Outside of projects like Promising Young Woman, Fennell has also had the opportunity to collaborate with Andrew Lloyd Webber and David Zippel on the musical Cinderella, which is a reimagining of the classic tale set to premiere on the West End in 2021. "Something like Cinderella is amazing because there are the three of us, and we all rely on each other," she shared. "It's so different to anything that I've done before because the music informs the story, which informs the lyrics.
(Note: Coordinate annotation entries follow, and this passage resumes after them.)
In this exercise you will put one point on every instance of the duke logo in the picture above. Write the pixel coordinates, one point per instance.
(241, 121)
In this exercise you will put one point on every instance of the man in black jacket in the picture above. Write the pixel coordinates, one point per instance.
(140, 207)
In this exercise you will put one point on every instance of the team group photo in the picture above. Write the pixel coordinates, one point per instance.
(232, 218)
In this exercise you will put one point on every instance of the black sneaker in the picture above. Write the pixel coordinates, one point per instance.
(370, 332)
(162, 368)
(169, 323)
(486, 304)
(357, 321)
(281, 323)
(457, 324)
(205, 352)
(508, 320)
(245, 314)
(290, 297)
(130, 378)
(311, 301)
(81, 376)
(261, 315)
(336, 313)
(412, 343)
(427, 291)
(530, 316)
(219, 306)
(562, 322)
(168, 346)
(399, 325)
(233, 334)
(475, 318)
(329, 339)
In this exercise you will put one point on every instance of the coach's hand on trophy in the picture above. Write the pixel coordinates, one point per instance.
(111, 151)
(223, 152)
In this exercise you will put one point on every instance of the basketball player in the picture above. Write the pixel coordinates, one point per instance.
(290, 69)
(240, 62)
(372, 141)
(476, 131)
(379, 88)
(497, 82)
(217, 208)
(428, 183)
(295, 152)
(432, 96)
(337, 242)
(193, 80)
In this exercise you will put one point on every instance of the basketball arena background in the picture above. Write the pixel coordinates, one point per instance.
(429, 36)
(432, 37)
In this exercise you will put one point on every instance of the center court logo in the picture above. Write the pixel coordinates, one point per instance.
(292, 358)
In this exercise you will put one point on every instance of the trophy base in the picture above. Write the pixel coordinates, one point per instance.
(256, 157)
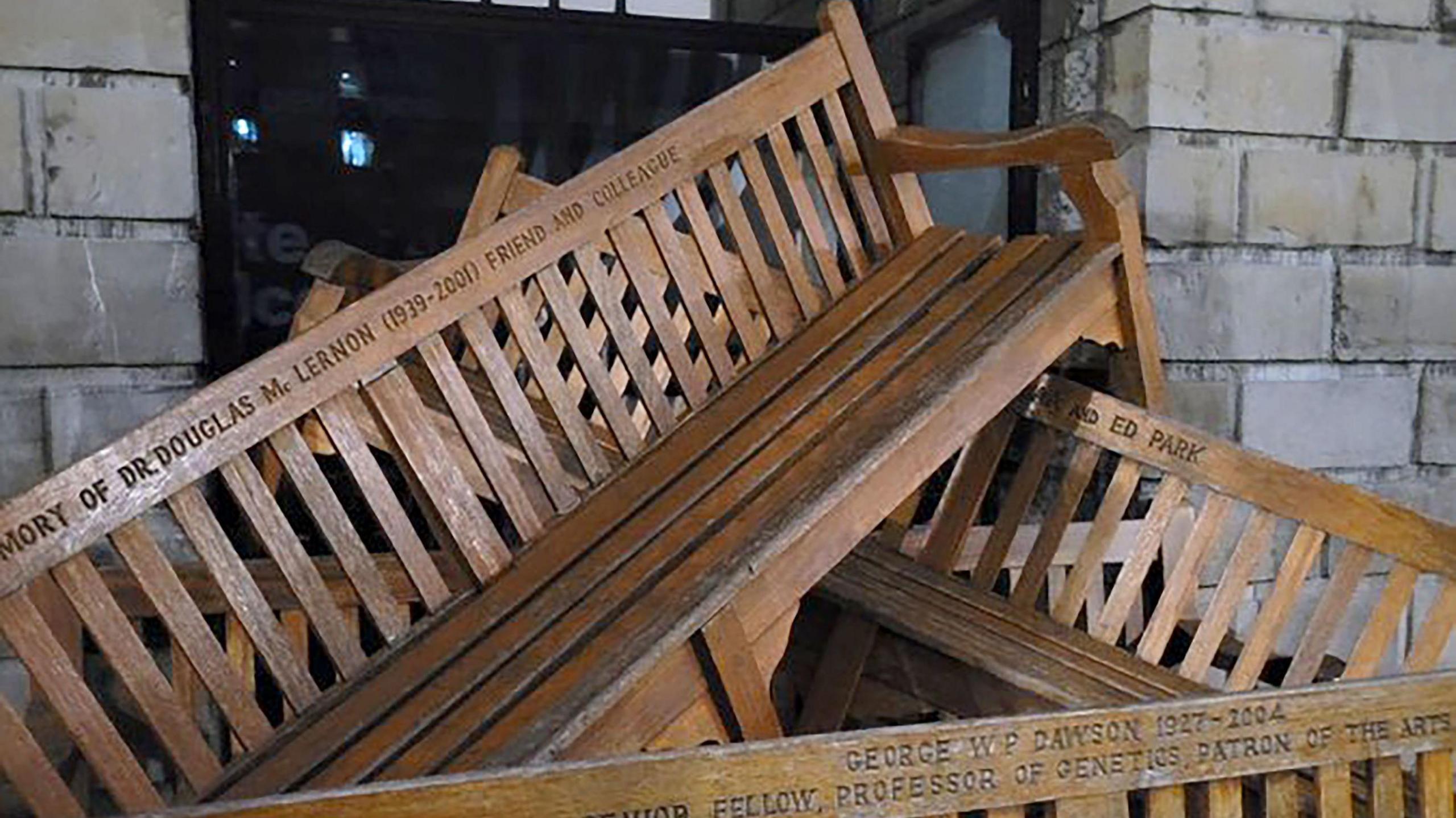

And actually, it's kept me completely sane during this year because we've pretty much had to use Zoom." Fennell readily admitted that working with others on a story was a new thing for her. "I'm usually pretty solitary," she explained. "And I'll just go and live in the parallel universe of the story until I think like, 'OK, there's nowhere else in this story that I haven't tried.'"
This idea of living in a parallel universe for the sake of writing started when Fennell was younger and is part of the reason she counts soundtracks as an important factor in her writing process. "I would buy those movie soundtracks and then I would write my own version of film or I would write my own episodes of Sweet Valley High or I would write the episode of Saved by the Bell where I, aged 10, would marry Zack Morris, in my head," she shared. Fennell includes these instances of fan fiction among the inspiration for her love of writing.
"That's another thing that I think people don't talk about that much," she continued. "So many people and writers I know have their life, then they have a few imaginary lives. They live in an imaginary house with an imaginary boyfriend or girlfriend with an imaginary pet, and it's set in Victorian England or they live in apartment in Paris. I've always felt that my real life just runs parallel to the imaginary ones, and they feed into each other."
Through her experience as an actor, Fennell understands the intricacies needed to get her characters across when it comes to directing. She's also able to use experiences like those on The Crown and Call the Midwife as inspiration for her own style as a director. Promising Young Woman, which premiered Dec. 25 and earned her a Golden Globe nom and an Oscar for best screenplay, is only the start of a promising directing career for Fennell, and we're already anxiously awaiting her next project.